Before you begin: Install and enable the Document Processing Service component in your application. For more information, see Installing and enabling the Document Processing Service component.

A profile is a DPS mode that is optimized for speed or accuracy, such as barcode recognition, book archiving, document archiving, engineering drawings, or text extraction.

DPS uses the OCR service to optically recognize characters in an image-based document. You select a profile for the OCR service by editing the ocrPredefinedProfile parameter in the configureDPSABBYY data transform. DPS uses the highlighting service to select text in an image-based document. You select a profile for the highlighting service by editing the highlightPredefinedProfile parameter in the configureDPSABBYY data transform.
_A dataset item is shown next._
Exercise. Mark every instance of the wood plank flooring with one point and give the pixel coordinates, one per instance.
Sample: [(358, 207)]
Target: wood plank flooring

  1. In the header of Dev Studio, click the name of your application, and then click Definition.
  2. In the list of enabled components in the Enabled components section, click the Edit icon next to the DPS component name.
    For example: Click the icon next to the DPS component DPService_Component_0904T094112237.
  3. In the DPService component rule, in the Component rulesets section, click the Edit icon next to the DPS service ruleset.
    For example: Click the icon next to the DPS ruleset named DPService:01-01.
  4. In the Rule information section, in the DPService ruleset definition, click the number for the rule count.
  5. In the list of the DPService component rules, scroll down to or filter the data transform rule types, and then click the configureDPSABBYY rule.
  6. In the data transform rule, specify a DPS profile for the OCR service by entering a value within double quotation marks in the Source column field for the Para.ocrPredefinedProfile target.
    You can select one of several predefined DPS profiles for the OCR service. For more information, see Document Processing Service profiles.
    For example: To specify a profile that is optimized for text extraction and speed, enter: "TextExtraction_Speed"
  7. In the data transform rule, specify a DPS profile for the highlighting service by entering a value within double quotation marks in the Source column field for the Para.highlightPredefinedProfile target.
    You can select one of several predefined DPS profiles for the service. For more information, see Document Processing Service profiles.
    For example: To specify a profile that is optimized for book archiving and accuracy, enter: "BookArchiving_Accuracy"
  8. Optional: To optimize the DPS component further, enter values within double quotation marks in the Source column field for specific parameters displayed in the Target column.
    You can modify custom parameters for the DPS service that relate to page preprocessing, PDF file export, and object extraction. For more information, see Document Processing Service custom parameters.
    For example: To specify the file format as PDF for the highlighting service, enter "FEF_PDF" in the Param.highlightFileExportFormat parameter.
  9. Click Save.